A mark may be deemed distinctive if it readily distinguishes one’s goods from another’s. In the instant case, while it is not expressly indicated in the Respondents’ product pamphlet that their products use magnetic levitation technology, it does state that the standard magnetic flux and Maglev flux are used in their fans. Therefore, the Respondents’ fans do employ the type of technology that the term "Maglev" refers to, namely, magnetic levitation. When these fans are referred to as Maglev fans, consumers will wonder if this means the technology used or whether this is a brand name. On this account, the mark is devoid of distinctive character as it is incapable of distinguishing the Respondents’ products without the Respondent's first attempting to educate the public through their product pamphlets.

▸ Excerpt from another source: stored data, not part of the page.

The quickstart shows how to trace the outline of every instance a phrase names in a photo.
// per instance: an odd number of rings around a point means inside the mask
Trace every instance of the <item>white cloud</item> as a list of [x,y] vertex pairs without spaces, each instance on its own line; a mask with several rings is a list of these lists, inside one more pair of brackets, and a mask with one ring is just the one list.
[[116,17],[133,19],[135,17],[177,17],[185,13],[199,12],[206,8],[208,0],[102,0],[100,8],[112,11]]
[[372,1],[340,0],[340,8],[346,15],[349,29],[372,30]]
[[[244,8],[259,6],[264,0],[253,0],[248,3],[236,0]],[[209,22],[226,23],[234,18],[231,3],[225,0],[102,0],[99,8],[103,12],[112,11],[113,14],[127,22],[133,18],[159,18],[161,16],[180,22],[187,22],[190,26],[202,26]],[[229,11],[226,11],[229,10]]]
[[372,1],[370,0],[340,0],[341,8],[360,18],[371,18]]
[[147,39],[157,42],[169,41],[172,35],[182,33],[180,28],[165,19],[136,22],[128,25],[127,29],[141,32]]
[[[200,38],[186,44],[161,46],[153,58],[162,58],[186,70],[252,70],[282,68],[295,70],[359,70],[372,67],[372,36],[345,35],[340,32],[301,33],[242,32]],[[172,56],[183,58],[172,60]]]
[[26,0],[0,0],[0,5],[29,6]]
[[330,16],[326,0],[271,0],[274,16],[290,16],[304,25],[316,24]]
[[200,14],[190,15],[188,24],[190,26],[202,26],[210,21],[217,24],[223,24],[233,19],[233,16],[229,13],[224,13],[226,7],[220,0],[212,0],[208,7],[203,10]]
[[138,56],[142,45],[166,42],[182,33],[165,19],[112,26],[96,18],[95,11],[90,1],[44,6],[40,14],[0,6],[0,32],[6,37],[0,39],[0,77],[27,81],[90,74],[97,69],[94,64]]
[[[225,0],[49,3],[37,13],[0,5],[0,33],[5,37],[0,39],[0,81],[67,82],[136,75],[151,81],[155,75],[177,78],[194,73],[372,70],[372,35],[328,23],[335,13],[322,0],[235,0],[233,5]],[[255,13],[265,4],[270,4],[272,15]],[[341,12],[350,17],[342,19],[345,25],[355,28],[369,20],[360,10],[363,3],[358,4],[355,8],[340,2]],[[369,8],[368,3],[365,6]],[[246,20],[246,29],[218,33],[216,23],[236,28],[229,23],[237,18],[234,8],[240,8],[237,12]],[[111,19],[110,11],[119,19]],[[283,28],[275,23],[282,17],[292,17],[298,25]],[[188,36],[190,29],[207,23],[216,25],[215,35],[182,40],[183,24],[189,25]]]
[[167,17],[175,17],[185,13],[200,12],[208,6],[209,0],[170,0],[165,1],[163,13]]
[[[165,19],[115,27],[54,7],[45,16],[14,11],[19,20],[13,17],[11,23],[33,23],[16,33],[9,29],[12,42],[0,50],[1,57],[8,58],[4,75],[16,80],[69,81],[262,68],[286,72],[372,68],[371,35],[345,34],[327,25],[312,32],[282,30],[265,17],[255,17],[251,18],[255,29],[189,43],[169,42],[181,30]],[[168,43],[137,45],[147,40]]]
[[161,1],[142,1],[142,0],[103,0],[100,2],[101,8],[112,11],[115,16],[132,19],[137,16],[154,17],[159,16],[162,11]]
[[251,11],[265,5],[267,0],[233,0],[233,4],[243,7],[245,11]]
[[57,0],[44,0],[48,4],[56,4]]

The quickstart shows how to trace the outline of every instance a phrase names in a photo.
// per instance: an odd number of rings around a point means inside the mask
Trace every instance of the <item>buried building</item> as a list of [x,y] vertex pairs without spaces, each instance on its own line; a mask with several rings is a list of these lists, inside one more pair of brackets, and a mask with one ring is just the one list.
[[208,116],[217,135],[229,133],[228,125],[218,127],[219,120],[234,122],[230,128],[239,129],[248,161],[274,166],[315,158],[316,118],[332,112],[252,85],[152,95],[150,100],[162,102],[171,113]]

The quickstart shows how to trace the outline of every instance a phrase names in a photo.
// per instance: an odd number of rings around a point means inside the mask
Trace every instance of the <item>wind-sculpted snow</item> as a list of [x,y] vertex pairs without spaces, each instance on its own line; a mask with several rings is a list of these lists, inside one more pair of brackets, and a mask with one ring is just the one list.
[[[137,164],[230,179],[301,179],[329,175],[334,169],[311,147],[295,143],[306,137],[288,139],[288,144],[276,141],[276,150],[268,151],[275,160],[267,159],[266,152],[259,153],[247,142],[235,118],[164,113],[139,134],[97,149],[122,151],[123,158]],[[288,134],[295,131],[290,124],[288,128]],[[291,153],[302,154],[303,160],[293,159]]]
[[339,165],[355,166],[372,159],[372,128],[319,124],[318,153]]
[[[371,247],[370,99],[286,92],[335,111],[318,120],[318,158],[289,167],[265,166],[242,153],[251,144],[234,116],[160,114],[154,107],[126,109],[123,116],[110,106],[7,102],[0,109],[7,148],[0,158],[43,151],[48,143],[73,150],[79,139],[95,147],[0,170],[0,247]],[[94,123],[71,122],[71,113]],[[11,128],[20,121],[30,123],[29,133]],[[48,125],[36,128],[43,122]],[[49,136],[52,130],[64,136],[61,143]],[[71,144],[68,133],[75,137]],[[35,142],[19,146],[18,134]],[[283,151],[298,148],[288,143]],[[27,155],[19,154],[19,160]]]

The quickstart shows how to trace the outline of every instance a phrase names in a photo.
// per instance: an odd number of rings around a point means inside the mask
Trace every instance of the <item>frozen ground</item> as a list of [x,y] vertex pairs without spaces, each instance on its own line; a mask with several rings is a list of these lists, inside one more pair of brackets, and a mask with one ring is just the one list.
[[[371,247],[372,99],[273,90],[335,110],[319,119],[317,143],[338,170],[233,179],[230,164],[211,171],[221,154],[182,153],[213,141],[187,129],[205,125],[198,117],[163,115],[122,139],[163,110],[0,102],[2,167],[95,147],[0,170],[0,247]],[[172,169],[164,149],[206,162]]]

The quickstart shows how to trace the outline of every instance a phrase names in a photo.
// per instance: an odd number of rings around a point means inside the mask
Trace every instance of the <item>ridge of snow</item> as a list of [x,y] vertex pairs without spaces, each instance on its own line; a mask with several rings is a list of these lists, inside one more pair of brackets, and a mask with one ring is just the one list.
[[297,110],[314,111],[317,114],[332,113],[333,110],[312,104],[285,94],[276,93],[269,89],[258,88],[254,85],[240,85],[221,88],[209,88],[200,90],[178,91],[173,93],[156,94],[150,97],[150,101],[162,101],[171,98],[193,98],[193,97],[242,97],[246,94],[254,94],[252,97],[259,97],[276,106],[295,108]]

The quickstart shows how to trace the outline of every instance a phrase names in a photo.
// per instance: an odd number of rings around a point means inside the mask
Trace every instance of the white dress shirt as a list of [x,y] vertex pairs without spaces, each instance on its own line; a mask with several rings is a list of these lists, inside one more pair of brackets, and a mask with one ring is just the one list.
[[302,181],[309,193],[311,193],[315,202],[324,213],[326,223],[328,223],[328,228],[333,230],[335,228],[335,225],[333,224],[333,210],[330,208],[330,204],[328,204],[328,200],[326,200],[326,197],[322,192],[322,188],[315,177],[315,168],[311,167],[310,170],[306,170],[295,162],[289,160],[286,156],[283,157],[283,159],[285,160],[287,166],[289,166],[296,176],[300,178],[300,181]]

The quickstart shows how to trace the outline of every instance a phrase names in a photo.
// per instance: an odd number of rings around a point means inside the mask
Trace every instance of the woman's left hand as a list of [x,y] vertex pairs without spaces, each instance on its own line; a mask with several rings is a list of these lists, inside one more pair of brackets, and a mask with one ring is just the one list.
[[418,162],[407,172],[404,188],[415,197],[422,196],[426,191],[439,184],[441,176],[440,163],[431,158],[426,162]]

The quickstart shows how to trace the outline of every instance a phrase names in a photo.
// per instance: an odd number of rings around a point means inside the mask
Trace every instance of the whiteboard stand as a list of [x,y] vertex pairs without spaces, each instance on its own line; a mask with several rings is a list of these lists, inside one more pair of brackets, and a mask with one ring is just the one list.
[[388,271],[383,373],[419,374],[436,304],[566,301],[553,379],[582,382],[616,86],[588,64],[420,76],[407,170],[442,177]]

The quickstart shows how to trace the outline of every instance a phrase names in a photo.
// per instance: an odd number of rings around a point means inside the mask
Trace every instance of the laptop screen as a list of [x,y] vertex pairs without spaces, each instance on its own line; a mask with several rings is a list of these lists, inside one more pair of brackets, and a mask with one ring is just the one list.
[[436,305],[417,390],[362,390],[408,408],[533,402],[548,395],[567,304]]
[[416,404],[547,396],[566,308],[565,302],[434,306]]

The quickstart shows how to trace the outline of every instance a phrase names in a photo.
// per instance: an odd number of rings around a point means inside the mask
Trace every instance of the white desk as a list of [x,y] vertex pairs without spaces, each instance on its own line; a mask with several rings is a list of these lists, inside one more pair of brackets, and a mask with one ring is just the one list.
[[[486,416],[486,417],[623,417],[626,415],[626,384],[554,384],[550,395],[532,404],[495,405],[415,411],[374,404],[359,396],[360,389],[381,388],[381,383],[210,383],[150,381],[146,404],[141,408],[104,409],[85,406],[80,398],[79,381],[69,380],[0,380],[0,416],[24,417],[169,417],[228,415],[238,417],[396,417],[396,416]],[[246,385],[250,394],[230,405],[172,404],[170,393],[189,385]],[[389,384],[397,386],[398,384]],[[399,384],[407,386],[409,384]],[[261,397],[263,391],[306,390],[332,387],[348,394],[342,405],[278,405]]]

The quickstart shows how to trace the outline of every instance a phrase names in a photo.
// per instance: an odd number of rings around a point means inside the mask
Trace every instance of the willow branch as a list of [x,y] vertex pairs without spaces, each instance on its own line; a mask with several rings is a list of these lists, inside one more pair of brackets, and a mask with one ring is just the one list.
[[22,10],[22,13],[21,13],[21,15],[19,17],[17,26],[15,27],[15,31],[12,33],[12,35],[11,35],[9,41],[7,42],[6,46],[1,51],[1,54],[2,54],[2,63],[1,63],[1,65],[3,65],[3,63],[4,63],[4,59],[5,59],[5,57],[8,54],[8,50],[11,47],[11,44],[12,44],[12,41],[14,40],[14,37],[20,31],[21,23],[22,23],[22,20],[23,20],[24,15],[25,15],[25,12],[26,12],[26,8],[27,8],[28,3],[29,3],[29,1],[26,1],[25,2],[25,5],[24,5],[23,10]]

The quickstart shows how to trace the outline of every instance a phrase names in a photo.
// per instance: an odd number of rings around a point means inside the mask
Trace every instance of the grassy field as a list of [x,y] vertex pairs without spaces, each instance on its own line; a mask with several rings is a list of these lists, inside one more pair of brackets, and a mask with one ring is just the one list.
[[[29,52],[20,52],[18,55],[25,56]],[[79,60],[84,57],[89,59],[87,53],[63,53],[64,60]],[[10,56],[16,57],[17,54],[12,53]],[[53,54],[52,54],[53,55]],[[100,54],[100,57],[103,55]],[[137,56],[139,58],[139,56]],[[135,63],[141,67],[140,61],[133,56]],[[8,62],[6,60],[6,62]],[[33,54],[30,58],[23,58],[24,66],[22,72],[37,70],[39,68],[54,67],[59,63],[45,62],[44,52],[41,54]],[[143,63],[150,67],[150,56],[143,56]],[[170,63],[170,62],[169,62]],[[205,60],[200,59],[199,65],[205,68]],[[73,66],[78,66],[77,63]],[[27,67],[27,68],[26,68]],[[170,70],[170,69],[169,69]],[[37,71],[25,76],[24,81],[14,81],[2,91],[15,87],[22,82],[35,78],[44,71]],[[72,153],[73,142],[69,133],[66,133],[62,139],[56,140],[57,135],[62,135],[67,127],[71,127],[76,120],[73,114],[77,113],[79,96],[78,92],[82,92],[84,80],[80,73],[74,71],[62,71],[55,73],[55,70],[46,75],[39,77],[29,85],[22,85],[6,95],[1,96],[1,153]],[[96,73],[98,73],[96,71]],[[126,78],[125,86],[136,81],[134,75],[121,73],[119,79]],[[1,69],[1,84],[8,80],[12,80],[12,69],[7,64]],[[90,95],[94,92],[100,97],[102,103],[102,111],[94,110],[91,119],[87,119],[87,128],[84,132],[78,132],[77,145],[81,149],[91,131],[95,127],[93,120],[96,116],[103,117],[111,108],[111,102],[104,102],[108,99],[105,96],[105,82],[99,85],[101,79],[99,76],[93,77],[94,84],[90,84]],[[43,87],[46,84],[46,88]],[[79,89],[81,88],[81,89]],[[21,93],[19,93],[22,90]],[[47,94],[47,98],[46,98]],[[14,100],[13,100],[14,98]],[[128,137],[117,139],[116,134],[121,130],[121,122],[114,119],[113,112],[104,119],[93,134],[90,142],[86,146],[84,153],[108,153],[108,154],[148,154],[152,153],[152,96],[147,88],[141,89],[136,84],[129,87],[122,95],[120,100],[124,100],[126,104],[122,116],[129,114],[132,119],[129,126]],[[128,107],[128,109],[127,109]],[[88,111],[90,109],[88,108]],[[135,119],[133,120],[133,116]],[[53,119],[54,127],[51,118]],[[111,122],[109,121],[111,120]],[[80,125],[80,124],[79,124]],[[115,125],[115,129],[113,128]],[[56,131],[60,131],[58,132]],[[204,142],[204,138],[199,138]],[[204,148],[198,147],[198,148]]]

As such, this ground of invalidation succeeded.

Mark has become generic in the trade

Based on the evidence adduced, the word "Maglev" has become customary in the current language and in the established practices of the trade as designating the type of products which use that technology; in other words, "Maglev" has become 'generic'. This ground therefore also succeeded.

Application for the mark made in bad faith

The omission to inform the examining Registrar about the derivation of the mark does not in itself necessitate the inference that the Respondents acted in bad faith and therefore this particular claim failed.

This case highlights to trade mark owners the importance of evaluating the registrability of their brand names as trade marks prior to seeking trade mark protection, in order to avoid the risk of rejection by the trade marks office or challenges from third parties.

The content of this article does not constitute legal advice and should not be relied on in that way. Specific advice should be sought about your specific circumstances.